Santa Claus was good to the Dolan Collection in the person of his deputized elf, alumna Jane K. Dickinson, RN (PhD, 2000), who donated to the collection what she had received as a gift, the first English edition of Florence Nightingale’s Notes on Nursing: What It Is and What It Is Not, published in London in 1859. You can read more about this copy’s history and how Dickinson was given the book here: http://nursemanifest.com/2016/01/17/nursing-history-and-a-book/
The slender volume shows wear, but that wear signifies the many hands and the frequent use of its many owners over the past 156 years. Notes on Nursing is the generative text of nursing practice and research, distilling Nightingale’s experiences in a variety of settings and establishing the foundational principles for nursing education.

Nightingale’s book is still in print, as well as in a variety of digital versions, including Google Books, a Gnosis library version, a digital version provided by the University of Pennsylvania, and a Project Gutenberg version.

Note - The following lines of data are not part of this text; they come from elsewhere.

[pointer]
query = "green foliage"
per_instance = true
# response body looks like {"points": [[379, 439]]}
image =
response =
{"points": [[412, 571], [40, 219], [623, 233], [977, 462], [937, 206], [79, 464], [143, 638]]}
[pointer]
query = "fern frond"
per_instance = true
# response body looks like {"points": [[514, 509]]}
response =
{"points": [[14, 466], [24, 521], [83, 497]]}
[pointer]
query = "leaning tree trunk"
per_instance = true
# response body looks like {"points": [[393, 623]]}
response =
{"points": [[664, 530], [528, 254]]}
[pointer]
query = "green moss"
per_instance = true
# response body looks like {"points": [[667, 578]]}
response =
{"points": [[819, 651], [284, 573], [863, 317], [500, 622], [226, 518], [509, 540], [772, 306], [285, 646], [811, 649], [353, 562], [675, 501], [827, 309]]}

So why does a hard-copy material version still matter?
Paratexts
A book is more than the words supplied by the author; it has a material reality that surrounds and conveys the author’s text, including the typography and book design selected by the publisher, and, in the case of nineteenth-century books, the advertisements for the publisher’s other books situating this book within a discursive field. These supplementary materials are known as paratexts. Paratexts gave the readers at the time of publication a set of interpretive tools (for example, is the book to be read for entertainment, edification, education, or some combination of the three?), giving modern readers and scholars hermeneutic tools.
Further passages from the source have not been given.